Whether we realize it or not, our everyday surroundings have a direct impact on our mood and emotions. “Your environment is stronger than your willpower,” cited Kuzins. She emphasized romancing ourselves and our lives: “Clean up your space, light the candles, buy fresh flowers just because, put on music while you cook dinner, wear lingerie to bed for yourself, put on makeup if it makes you feel good even if you’re just working from home.” Especially when you find yourself in the midst of a lull, pay attention to what you wear, how much natural light you’re exposed to, what your desk looks like, and the quality of the air you’re breathing in. 

 

5. Journal 

We’re all guilty of getting in our own heads, and our internal dialogues can keep us stuck in the past.
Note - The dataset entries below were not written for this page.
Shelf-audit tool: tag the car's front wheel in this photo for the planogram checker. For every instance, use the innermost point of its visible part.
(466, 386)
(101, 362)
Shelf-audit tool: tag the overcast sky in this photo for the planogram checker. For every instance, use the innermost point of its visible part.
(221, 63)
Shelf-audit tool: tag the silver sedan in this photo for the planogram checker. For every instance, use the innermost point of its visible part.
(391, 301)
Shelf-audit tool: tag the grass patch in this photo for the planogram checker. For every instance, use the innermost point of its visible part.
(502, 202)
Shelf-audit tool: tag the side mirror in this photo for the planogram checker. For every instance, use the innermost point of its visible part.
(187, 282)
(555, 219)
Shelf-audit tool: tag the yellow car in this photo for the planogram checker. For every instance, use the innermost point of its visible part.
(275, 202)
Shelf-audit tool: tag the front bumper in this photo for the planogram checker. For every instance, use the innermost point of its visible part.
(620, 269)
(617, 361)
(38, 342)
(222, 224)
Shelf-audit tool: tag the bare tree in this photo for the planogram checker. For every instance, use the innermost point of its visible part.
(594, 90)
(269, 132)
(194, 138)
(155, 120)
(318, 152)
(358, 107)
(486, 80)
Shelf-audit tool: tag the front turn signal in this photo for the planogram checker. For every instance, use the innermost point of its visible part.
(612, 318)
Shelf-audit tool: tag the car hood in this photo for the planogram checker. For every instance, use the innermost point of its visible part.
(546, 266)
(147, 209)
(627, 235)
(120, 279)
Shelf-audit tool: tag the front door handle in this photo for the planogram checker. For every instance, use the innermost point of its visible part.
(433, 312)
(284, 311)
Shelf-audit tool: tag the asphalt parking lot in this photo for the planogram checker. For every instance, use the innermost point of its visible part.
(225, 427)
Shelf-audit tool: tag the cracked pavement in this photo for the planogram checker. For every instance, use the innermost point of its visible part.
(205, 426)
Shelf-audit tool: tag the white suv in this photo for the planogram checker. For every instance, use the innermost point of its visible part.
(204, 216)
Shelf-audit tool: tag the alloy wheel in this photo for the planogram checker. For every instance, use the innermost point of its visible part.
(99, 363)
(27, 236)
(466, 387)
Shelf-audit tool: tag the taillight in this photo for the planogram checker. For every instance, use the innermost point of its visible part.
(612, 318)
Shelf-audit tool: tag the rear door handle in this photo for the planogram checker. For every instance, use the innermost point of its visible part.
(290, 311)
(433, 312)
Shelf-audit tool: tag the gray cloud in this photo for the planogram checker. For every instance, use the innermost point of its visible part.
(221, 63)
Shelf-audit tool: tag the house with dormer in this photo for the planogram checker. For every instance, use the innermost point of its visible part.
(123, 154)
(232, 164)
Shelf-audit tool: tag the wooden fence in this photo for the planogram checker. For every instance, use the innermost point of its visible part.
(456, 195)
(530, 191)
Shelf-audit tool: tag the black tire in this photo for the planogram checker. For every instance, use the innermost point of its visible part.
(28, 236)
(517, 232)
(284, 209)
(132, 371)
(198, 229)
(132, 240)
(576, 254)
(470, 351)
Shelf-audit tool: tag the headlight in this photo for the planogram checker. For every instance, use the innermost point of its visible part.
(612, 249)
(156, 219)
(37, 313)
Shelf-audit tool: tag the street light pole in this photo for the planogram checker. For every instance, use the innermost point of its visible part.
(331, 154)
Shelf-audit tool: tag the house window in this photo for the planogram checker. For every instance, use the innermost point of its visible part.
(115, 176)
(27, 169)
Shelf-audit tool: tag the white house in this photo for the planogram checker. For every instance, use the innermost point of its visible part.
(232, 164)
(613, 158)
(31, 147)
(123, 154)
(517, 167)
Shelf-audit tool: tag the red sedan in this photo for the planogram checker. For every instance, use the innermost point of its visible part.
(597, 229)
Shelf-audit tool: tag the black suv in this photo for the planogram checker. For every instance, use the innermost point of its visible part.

Journaling can flip the script by helping you uncover and process your feelings, notice any thought or behavioral patterns, and regain your sense of who you are. “Journaling helps get our feelings out of our body and onto the page,” Kuzins suggested. Putting pen to paper allows you to confront any traumas in a private, safe space. Not sure where to start? Set a timer for 1-2 minutes and write whatever comes to mind, unedited and free of any judgment. 

 

This article is intended to inspire you to live your best life, not to serve as mental or sexual health treatment. If you’re experiencing symptoms of anxiety, depression, or chronic stress, it’s important to reach out and get help. See your doctor, get in contact with a therapist, and/or talk to a close friend or family member. If you are experiencing suicidal thoughts or actions, get help immediately.